Jem, Scout, and their friend Dill are fascinated with their neighbor Arthur "Boo" Radley, a mysterious loner who never ventures outside of his house. The kids have heard rumors that Boo Radley eats raw squirrels and kills the neighbors' pets; although they have never seen him in person, they believe he has a large scar across his face and drools constantly.
The children paint him as a mythical menace; the reader, however, is informed that Boo's hermetic existence is a result of abuse from his father. As the novel progresses, the kids begin to see signs that their neighbor is not the demon they had imagined. While playing on the Radley property, Jem and Scout discover gifts that have been left for them in the nook of a tree. On a different occasion, Boo's brother Nathan chases the kids off of the property; in his escape, Jem tears and then loses his pants. He returns to find them sewn back together and hung neatly over the fence.

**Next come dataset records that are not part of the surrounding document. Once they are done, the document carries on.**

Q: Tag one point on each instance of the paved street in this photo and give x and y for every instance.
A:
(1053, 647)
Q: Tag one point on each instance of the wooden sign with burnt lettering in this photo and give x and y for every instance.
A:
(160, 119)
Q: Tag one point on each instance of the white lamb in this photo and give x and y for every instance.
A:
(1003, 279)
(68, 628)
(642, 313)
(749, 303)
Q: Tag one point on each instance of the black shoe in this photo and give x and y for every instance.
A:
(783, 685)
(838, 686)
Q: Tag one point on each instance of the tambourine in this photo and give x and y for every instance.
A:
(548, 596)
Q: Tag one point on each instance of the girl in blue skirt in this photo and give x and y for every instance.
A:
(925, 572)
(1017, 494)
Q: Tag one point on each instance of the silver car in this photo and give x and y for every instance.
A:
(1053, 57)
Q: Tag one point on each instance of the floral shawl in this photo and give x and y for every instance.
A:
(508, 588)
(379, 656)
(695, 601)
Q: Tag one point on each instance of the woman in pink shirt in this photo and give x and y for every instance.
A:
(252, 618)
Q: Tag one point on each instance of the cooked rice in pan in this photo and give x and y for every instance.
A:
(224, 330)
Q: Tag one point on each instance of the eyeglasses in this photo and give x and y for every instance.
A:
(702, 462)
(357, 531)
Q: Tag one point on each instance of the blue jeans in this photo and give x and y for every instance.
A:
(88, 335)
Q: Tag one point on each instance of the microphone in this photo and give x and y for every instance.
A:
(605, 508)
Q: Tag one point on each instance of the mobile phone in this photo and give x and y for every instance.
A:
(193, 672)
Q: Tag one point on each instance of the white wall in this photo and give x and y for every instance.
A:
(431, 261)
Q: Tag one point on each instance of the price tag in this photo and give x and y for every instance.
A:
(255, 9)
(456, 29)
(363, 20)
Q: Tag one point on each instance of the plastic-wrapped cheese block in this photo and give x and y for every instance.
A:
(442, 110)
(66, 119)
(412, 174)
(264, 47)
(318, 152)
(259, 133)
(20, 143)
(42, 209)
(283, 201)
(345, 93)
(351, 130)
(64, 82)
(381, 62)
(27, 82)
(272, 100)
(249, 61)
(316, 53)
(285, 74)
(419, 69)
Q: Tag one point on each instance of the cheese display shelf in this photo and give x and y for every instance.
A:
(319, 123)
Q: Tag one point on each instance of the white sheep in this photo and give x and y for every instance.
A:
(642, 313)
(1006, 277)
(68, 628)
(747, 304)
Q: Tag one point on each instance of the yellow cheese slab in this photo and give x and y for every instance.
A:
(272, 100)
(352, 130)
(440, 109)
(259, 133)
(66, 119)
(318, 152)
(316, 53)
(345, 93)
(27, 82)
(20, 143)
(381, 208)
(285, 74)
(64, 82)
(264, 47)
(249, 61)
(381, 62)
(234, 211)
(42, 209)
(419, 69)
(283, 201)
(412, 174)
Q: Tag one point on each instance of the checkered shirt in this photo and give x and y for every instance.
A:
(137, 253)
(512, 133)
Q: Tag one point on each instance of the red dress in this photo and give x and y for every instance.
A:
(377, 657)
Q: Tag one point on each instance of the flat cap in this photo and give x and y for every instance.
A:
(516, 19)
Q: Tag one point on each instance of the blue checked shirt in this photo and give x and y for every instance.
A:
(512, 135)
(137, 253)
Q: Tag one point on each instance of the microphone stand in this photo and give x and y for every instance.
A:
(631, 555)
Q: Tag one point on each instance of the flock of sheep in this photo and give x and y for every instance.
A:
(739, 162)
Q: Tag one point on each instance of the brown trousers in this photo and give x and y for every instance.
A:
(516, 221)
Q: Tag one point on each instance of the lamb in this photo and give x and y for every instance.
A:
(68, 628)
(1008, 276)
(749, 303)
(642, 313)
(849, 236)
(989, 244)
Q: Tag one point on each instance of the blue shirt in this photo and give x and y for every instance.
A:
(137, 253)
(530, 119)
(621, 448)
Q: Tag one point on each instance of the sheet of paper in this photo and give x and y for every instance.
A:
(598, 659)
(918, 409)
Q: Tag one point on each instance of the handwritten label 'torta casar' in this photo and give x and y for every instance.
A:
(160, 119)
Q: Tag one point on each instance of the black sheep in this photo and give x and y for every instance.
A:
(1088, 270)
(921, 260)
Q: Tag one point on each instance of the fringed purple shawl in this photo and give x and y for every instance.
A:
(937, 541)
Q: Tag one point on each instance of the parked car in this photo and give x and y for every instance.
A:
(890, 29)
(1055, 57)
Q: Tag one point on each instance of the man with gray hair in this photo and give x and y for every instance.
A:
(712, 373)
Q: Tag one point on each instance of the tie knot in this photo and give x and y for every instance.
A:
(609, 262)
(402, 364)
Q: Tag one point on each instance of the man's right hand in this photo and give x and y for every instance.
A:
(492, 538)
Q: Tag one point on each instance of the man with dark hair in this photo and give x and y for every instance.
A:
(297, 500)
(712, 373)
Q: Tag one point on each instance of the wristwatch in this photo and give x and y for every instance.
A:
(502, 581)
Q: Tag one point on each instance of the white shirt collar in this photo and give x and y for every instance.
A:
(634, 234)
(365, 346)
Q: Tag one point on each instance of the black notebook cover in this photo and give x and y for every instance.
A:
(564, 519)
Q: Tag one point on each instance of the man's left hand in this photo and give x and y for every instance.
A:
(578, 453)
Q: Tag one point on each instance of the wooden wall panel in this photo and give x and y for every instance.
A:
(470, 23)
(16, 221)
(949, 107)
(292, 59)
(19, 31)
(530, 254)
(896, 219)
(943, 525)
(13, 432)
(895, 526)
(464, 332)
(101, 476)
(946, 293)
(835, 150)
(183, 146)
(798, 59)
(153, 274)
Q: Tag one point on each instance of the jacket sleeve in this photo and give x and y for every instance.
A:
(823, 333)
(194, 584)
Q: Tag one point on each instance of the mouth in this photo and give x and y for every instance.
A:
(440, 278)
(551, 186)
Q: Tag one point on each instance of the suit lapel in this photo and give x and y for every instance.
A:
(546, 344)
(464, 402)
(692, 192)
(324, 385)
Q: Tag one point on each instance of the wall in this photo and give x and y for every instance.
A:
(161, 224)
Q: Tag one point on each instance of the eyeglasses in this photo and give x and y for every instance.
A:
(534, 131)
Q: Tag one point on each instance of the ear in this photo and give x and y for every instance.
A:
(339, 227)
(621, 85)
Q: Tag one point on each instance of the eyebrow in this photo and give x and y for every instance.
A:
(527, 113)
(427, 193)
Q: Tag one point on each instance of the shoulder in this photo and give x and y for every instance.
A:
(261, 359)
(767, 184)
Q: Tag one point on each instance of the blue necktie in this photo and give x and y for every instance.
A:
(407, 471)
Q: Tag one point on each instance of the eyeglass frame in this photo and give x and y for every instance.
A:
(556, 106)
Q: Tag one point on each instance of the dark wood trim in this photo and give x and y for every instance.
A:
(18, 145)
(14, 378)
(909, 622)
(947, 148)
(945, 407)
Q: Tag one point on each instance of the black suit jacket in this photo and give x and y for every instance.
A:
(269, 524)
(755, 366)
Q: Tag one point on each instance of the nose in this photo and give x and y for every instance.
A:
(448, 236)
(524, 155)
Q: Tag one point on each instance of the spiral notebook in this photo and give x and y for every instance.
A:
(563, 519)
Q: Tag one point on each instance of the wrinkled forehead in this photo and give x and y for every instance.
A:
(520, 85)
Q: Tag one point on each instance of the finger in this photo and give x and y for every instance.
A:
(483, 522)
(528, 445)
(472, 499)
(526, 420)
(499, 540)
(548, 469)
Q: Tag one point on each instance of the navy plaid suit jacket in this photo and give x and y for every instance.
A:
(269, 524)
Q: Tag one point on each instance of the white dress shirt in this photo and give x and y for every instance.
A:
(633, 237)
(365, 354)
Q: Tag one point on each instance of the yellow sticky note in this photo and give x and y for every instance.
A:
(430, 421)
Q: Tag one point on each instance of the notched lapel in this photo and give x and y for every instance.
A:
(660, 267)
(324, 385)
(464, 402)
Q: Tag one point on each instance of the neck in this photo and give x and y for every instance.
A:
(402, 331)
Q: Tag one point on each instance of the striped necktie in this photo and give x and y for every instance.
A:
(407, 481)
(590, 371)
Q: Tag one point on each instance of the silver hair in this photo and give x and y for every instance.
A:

The children finally encounter Boo at the end of the novel, when he emerges from his house to rescue them from Bob Ewell's attack. Scout is shocked at his actual appearance, compared to the menace she had head about; he is frail, ghostly, and completely non-threatening.
After the town's revulsive display of racism at Tom's trial, Jem muses,
I think I'm beginning to understand why Boo Radley's stayed shut up in the house all this time...it's because he wants to stay inside.
The kids come to understand that Boo has been a victim of cruelty, that the outside world has treated him with the same callousness they showed Tom; they learn that there isn't anything inherently "wrong" with Boo and that the wrong lies instead with society at large.